Search code examples
python-3.xgoogle-bigquerydockerfilepyarrowarmv7

"ERROR: Could not build wheels for pyarrow which use PEP 517 and cannot be installed directly" on armv7 architecture with Linux Debian Buster


I build a Docker image for an armv7 architecture with python packages numpy, scipy, pandas and google-cloud-bigquery using packages from piwheels. The base image is Python:3.7-buster.

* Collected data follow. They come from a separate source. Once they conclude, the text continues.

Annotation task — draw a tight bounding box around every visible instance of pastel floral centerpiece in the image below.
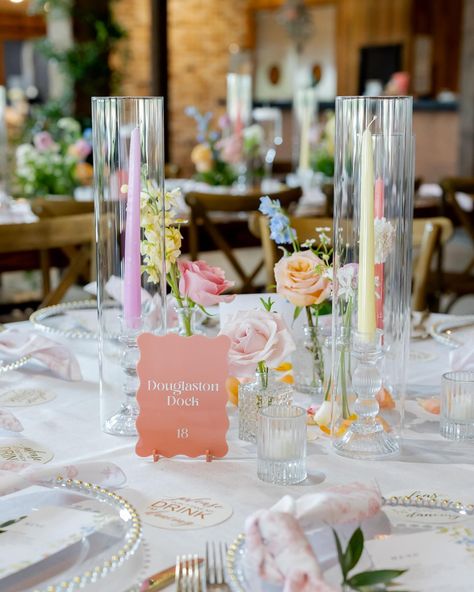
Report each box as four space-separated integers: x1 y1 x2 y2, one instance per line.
14 117 92 197
186 107 264 187
259 196 332 397
138 184 235 335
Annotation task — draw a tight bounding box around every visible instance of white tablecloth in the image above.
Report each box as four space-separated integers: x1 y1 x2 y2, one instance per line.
1 315 473 591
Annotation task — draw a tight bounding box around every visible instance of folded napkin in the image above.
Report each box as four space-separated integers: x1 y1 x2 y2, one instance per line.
449 342 474 372
0 460 126 497
245 482 381 592
0 329 82 381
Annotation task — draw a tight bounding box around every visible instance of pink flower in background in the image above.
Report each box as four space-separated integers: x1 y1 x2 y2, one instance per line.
178 260 235 307
219 309 295 377
68 138 91 161
274 251 332 307
33 131 55 152
218 113 231 131
216 134 243 165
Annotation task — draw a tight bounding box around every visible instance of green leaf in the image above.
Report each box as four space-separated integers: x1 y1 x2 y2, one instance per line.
292 306 303 324
347 569 407 588
260 297 274 312
332 529 347 579
344 527 364 573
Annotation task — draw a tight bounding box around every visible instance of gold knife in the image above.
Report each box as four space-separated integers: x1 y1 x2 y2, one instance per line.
135 558 203 591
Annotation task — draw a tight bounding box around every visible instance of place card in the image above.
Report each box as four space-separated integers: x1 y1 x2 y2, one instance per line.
136 333 230 459
141 496 232 530
0 440 54 464
0 505 114 580
0 388 56 407
365 531 474 591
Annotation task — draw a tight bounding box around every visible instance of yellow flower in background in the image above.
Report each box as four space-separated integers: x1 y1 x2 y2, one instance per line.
191 143 213 173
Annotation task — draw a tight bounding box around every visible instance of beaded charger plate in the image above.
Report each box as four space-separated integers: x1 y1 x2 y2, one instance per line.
30 300 121 340
0 353 31 374
0 478 142 592
227 493 474 592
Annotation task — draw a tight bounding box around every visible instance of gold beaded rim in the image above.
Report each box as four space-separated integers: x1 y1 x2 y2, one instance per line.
226 495 474 591
34 476 143 592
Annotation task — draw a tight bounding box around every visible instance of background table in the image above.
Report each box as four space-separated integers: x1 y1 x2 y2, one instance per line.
1 314 473 591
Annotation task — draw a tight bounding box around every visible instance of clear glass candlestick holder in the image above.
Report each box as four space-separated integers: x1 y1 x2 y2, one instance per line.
333 330 398 459
257 405 307 485
92 97 166 436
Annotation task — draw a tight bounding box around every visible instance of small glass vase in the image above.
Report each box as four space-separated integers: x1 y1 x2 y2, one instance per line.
175 305 203 337
238 370 293 444
292 323 331 397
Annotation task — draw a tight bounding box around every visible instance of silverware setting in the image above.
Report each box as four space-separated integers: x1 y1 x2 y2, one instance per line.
206 541 229 591
175 554 202 592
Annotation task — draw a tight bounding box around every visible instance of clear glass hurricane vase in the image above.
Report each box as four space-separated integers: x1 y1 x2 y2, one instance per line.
331 96 414 458
292 321 331 397
92 97 166 436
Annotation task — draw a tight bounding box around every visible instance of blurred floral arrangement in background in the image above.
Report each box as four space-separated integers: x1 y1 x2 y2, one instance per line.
14 117 92 198
186 106 264 187
310 110 335 178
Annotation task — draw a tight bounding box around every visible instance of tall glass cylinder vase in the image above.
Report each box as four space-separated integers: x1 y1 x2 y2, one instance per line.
92 97 165 436
226 73 252 132
330 96 414 459
292 87 318 175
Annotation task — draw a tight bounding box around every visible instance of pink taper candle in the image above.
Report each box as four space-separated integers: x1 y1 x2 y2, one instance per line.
374 177 384 330
123 126 141 329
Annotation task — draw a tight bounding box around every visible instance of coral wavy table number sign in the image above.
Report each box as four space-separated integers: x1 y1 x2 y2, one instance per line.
136 333 231 460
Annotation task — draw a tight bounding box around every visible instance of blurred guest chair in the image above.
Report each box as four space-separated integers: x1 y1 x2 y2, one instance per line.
184 186 301 292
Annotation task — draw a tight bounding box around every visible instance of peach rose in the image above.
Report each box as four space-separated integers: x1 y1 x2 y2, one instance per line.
191 143 213 172
178 260 235 307
219 309 295 377
274 251 331 307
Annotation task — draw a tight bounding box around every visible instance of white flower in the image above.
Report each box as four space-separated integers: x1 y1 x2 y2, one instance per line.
337 263 358 301
243 124 264 144
57 117 81 134
314 400 332 426
301 238 316 248
374 218 396 264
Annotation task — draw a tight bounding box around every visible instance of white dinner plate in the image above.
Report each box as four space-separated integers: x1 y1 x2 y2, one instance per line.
429 315 474 348
0 478 142 592
227 494 474 592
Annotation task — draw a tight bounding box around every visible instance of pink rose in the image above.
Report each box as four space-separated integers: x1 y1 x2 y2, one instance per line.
216 134 243 165
68 138 91 161
274 251 331 307
219 310 295 377
178 260 235 307
33 131 54 152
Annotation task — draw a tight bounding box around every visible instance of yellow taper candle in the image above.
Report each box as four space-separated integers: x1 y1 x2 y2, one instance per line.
357 126 376 338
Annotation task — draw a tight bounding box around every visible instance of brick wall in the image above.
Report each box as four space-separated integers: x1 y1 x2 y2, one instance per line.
112 0 152 97
168 0 250 174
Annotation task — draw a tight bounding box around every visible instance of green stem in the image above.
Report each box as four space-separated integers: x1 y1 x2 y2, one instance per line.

If I'm running a container with this image, the container always restarts and gives me the error log "ValueError: This method requires pyarrow to be installed":

Traceback (most recent call last):
  File "main_prog.py", line 3, in <module>
    upload_data()
  File "/usr/src/app/bigquery.py", line 39, in upload_data
    job = client.load_table_from_dataframe(dataframe, table_id, job_config=job_config)  # Make an API request.
  File "/usr/local/lib/python3.7/site-packages/google/cloud/bigquery/client.py", line 2574, in load_table_from_dataframe
    raise ValueError("This method requires pyarrow to be installed")
ValueError: This method requires pyarrow to be installed

So I tried to install pyarrow directly in my Dockerfile with:

RUN pip3 install pyarrow

This gives me the error "ERROR: Could not build wheels for pyarrow which use PEP 517 and cannot be installed directly" during the image build:

> [10/11] RUN pip3 install pyarrow:
#14 164.9   copying pyarrow/tests/parquet/test_parquet_writer.py -> build/lib.linux-armv7l-3.7/pyarrow/tests/parquet
#14 164.9   running build_ext
#14 164.9   creating /tmp/pip-install-jiim0m92/pyarrow_07d2ad5142d7405fa1b4bb2fe83e0428/build/temp.linux-armv7l-3.7
#14 164.9   -- Running cmake for pyarrow
#14 164.9   cmake -DPYTHON_EXECUTABLE=/usr/local/bin/python -DPython3_EXECUTABLE=/usr/local/bin/python  -DPYARROW_BUILD_CUDA=off -DPYARROW_BUILD_FLIGHT=off -DPYARROW_BUILD_GANDIVA=off -DPYARROW_BUILD_DATASET=off -DPYARROW_BUILD_ORC=off -DPYARROW_BUILD_PARQUET=off -DPYARROW_BUILD_PLASMA=off -DPYARROW_BUILD_S3=off -DPYARROW_BUILD_HDFS=off -DPYARROW_USE_TENSORFLOW=off -DPYARROW_BUNDLE_ARROW_CPP=off -DPYARROW_BUNDLE_BOOST=off -DPYARROW_GENERATE_COVERAGE=off -DPYARROW_BOOST_USE_SHARED=on -DPYARROW_PARQUET_USE_SHARED=on -DCMAKE_BUILD_TYPE=release /tmp/pip-install-jiim0m92/pyarrow_07d2ad5142d7405fa1b4bb2fe83e0428
#14 164.9   error: command 'cmake' failed with exit status 1
#14 164.9   ----------------------------------------
#14 164.9   ERROR: Failed building wheel for pyarrow
#14 164.9 Failed to build pyarrow
#14 164.9 ERROR: Could not build wheels for pyarrow which use PEP 517 and cannot be installed directly

Then like its recommended here I tried:

RUN pip3 install pandas-gbq==0.14.0 

and

RUN pip install --upgrade 'google-cloud-bigquery[bqstorage,pandas]'

but nothing worked and every time I get the same error like above. I couldn't find a wheel for pyarrow for armv7 neither on piwheels nor on PyPi.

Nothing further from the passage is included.